Fri 15 September 1911

Volume 17, Pages 320 to 321

[320]

Friday, September 15th, 1911. Cologne.

The morning sun shining on the Rhine welcomed one's eyes when at 7 a.m. we ruffled our indolence by the distraction of the tea–basket. These rooms are quiet & so–placed that the sun–light comes frankly in, very welcome & consoling to all true 'children of light' doomed to live in the fogs & shadows of London. "The innocent brightness of a new–born Day" loses nothing of its innocence & gains a new loveliness by resting on a river in its passage of glory. There is that in the Rhine which no other river can show in equal measure. It entered into the first lessons of the school–boy: it delighted the eager eyes of the student–traveller: it consoles the disillusioned mind of the middle–aged preacher. History, & Sentiment, are Nature's hand–maids here where Time is registered & defied by the Rhine:

Still glides the Stream, & shall for ever glide;

The Form remains, the Function never dies.

Thus on rising, I pour a libation to the local Deities!
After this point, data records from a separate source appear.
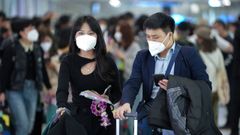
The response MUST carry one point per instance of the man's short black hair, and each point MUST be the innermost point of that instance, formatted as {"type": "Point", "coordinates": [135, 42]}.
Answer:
{"type": "Point", "coordinates": [160, 20]}
{"type": "Point", "coordinates": [184, 26]}
{"type": "Point", "coordinates": [20, 24]}
{"type": "Point", "coordinates": [221, 22]}
{"type": "Point", "coordinates": [2, 15]}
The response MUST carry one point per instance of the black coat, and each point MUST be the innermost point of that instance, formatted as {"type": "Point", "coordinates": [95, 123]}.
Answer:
{"type": "Point", "coordinates": [192, 112]}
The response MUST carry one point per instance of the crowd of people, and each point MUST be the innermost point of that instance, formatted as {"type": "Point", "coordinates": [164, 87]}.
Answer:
{"type": "Point", "coordinates": [45, 66]}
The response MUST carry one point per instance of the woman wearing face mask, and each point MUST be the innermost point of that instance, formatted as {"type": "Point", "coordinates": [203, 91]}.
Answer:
{"type": "Point", "coordinates": [214, 61]}
{"type": "Point", "coordinates": [88, 67]}
{"type": "Point", "coordinates": [22, 74]}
After breakfast we went out to see the city. First we walked by the river & looked at the bridge of boats: then, going through a very narrow, winding quaint street, we came to St Martin's Church, which was shown us by the sacristan. It is a Romanesque building full of mosaics & frescoes. Then we visited the Rathouse, of which the Renaissance front, & the 14th century Hansa Hall, were the objects best worth seeing. After this we went to the Cathedral. We saw the treasures of medieval art, & the [321] strange assortment of relics. We were interested by the quaint carving of the choir–stalls. There is much bad modern glass in the nave. From the cathedral we went to St Andrew's, another Romanesque church, with a fine late–Gothic chancel in which more relics were displayed. We wound up the morning's performance by seeing S. Ursula's, which is full of the holy maidens' skulls. 700 are exhibited in the "Golden Room", & as many as 1700 are said to be stacked in the Church itself! The Church itself is of the 11th century, with a graceful Gothic chancel added later. We returned to the Hotel: on the way we noticed outside the office of the Kölnische Zeitung the announcement that Stolypin had been wounded by an Anarchist.
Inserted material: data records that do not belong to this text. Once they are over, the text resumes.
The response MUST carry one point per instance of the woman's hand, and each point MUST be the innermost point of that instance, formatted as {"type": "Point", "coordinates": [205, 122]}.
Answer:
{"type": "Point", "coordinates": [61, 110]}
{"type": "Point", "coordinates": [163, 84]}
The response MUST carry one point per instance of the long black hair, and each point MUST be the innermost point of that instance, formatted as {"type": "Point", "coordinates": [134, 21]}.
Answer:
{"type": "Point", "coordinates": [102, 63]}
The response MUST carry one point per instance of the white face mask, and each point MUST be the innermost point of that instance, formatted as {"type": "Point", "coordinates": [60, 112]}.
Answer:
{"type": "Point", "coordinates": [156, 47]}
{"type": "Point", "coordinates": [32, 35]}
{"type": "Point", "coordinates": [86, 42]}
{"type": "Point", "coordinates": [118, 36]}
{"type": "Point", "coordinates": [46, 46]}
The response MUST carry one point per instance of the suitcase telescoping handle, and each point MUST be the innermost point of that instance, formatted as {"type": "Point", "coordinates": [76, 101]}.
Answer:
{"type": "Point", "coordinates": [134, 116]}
Almost side by side in the Cathedral Treasury are exhibited a reliquary worth 2,000,000 marks all sparkling with gold & precious stones, and a small porringer of earthenware which belonged to S. Francis!

After lunch we hired a carriage & drove to the Zoo. There is a fair collection of animals, admirably arranged and exhibited. Here we saw the long–eared Syrian sheep, and some grotesque Swine from China. We had tea at the 'Restauration', and afterwards hired another carriage, & were driven round the town. Its fine buildings & flourishing aspect impressed us. Before finally returning to the Hotel we went again into the Cathedral, & saw it in the gathering gloom of evening. Then to dinner, & to bed.